AMPK is a well-understood energy sensor that is reliably activated by exercise, both directly in cells and through hormones. Fasting does this less than expected in muscle itself, and a ketogenic diet even lowers AMPK in skeletal muscle. The research is advanced but contains notable exceptions that add nuance to popular assumptions. For practical health purposes, regular physical exercise has the strongest support as an AMPK activator.
AMPK, short for adenosine monophosphate-activated protein kinase, is a protein found in virtually all cells that monitors their energy status. Whenever a cell runs low on energy, AMPK adjusts more than a hundred cellular processes: the handling of sugars, fats and proteins is recalibrated, and the clean-up process known as autophagy is set in motion. In this way, AMPK acts as a kind of emergency control centre that makes the cell more efficient the moment resources become scarce.
Exercise is the most well-established way to activate AMPK. During physical exertion, energy consumption rises rapidly, which places the cell in an immediate energy deficit and switches AMPK on. In addition, exercise triggers the release of hormones and signalling molecules, such as interleukin-6 and irisin, which activate AMPK in tissues beyond the muscle itself. Animal studies show that AMPK in the blood vessel wall is specifically switched on by exercise and may prevent vascular damage, but whether this translates directly to humans still requires further research.

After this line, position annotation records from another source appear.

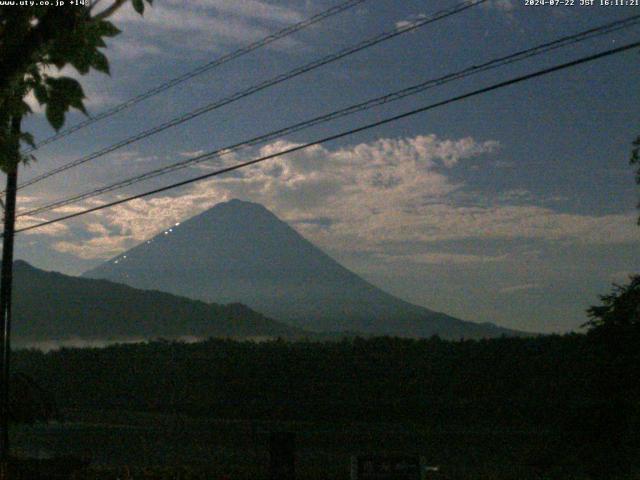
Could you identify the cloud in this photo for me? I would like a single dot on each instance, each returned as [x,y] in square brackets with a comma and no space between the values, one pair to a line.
[171,26]
[520,288]
[367,197]
[440,258]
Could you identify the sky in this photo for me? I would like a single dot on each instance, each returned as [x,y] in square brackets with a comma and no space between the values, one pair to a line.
[515,207]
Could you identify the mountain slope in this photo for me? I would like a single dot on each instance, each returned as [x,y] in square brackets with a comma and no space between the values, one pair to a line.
[52,306]
[240,252]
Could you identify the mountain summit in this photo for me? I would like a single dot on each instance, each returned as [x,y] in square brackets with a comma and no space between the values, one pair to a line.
[241,252]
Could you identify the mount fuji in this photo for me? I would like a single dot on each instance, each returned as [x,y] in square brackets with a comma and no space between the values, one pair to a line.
[241,252]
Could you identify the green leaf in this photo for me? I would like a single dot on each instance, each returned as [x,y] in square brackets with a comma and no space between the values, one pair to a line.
[27,138]
[41,94]
[138,6]
[106,29]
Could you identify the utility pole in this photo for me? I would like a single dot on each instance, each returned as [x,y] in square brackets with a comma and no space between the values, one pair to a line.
[6,279]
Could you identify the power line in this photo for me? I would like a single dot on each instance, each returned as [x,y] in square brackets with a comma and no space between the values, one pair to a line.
[391,97]
[337,136]
[261,86]
[285,32]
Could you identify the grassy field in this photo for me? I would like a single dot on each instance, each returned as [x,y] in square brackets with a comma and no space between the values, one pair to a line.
[134,445]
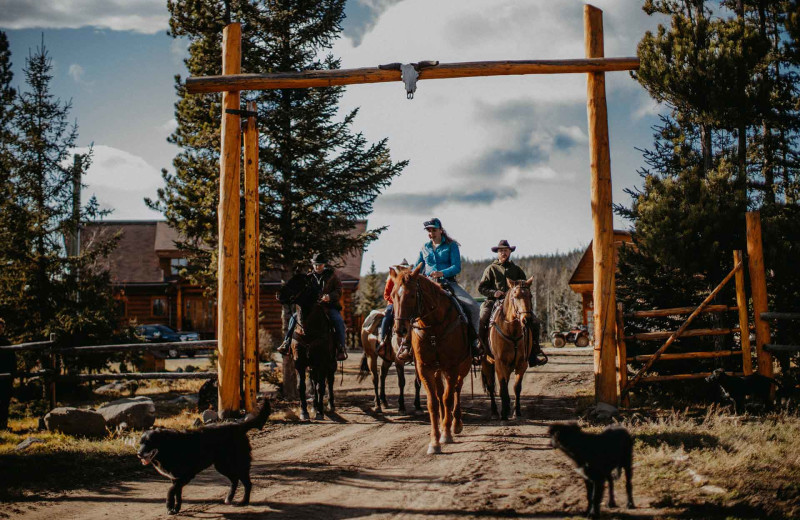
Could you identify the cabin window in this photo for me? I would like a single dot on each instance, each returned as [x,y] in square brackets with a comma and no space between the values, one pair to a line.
[159,307]
[176,264]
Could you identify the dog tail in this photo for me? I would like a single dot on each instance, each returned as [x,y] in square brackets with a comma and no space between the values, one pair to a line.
[260,419]
[364,370]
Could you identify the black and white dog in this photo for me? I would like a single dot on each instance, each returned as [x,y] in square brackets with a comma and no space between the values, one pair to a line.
[596,456]
[179,455]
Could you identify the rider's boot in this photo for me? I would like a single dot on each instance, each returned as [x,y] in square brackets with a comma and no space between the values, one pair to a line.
[341,354]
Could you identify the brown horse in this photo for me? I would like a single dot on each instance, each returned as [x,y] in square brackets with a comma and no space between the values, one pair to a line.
[510,340]
[441,350]
[369,364]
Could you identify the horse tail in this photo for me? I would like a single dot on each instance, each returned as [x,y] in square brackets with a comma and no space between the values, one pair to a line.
[363,372]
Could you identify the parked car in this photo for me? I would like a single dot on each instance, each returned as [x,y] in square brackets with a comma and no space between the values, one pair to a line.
[578,335]
[164,334]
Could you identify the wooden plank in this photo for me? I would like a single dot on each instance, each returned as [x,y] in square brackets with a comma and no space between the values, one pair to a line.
[338,77]
[602,215]
[758,290]
[251,267]
[228,362]
[687,355]
[741,303]
[691,333]
[683,327]
[622,356]
[677,311]
[682,377]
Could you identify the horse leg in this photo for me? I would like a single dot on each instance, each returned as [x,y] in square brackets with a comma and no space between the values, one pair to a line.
[401,383]
[505,398]
[384,372]
[447,416]
[487,374]
[301,389]
[417,387]
[428,379]
[517,393]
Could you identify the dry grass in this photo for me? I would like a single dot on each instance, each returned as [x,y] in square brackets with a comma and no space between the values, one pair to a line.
[714,465]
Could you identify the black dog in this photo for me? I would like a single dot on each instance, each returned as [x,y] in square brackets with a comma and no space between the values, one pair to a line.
[596,456]
[180,455]
[737,388]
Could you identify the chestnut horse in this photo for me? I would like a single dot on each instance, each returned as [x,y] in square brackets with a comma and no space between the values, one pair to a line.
[510,340]
[441,351]
[369,364]
[313,344]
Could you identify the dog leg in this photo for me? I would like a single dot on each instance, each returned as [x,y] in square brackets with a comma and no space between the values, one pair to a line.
[629,484]
[611,501]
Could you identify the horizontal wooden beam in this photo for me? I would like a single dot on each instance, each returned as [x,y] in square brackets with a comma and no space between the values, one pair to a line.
[681,377]
[677,311]
[331,78]
[687,355]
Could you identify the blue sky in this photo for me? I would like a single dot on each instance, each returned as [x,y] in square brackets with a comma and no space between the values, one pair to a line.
[502,157]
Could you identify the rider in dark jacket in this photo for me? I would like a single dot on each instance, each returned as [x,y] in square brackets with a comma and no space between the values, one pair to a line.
[330,290]
[494,285]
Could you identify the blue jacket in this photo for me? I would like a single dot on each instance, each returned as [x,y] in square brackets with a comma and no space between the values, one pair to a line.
[445,258]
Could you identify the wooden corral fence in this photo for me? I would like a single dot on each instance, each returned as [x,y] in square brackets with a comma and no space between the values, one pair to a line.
[755,261]
[52,355]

Fasting has a more nuanced effect than is often assumed. Through hormones such as glucagon, adrenaline and ghrelin that are released during fasting, AMPK can be activated in multiple tissues. However, seven days of fasting in humans had no measurable effect on AMPK activity in skeletal muscle itself. This contradicts the widely heard claim that fasting strongly activates AMPK in muscles. Intermittent fasting did activate AMPK in the blood vessels of mice and thereby protected against vascular damage, but these are animal studies that still need to be translated to humans.
A ketogenic diet actually lowered AMPK levels in skeletal muscle, as shown by a twelve-week randomised study in healthy individuals. This puts nuance on the popular claim that 'keto is good for AMPK'. Where AMPK is concerned, keto therefore differs fundamentally from short-term fasting or from exercise.
The practical value of AMPK activation lies, among other things, in glucose regulation. AMPK causes glucose transporters to move to the surface of muscle cells, which improves the uptake of glucose from the blood. AMPK activation also suppresses glucose production by the liver, which is precisely the mechanism by which the diabetes drug metformin works. Exercise and short periods of fasting can influence this pathway in a comparable way, although the magnitude of the effect in humans is not always equally well documented.
Based on multiple human studies (including one randomised study with a ketogenic diet and one fasting study in muscle), supplemented by animal experiments in mice and review articles. The evidence is strong for the basic mechanism of AMPK, but moderate and sometimes surprisingly contradictory for specific interventions such as fasting in muscle or a ketogenic diet.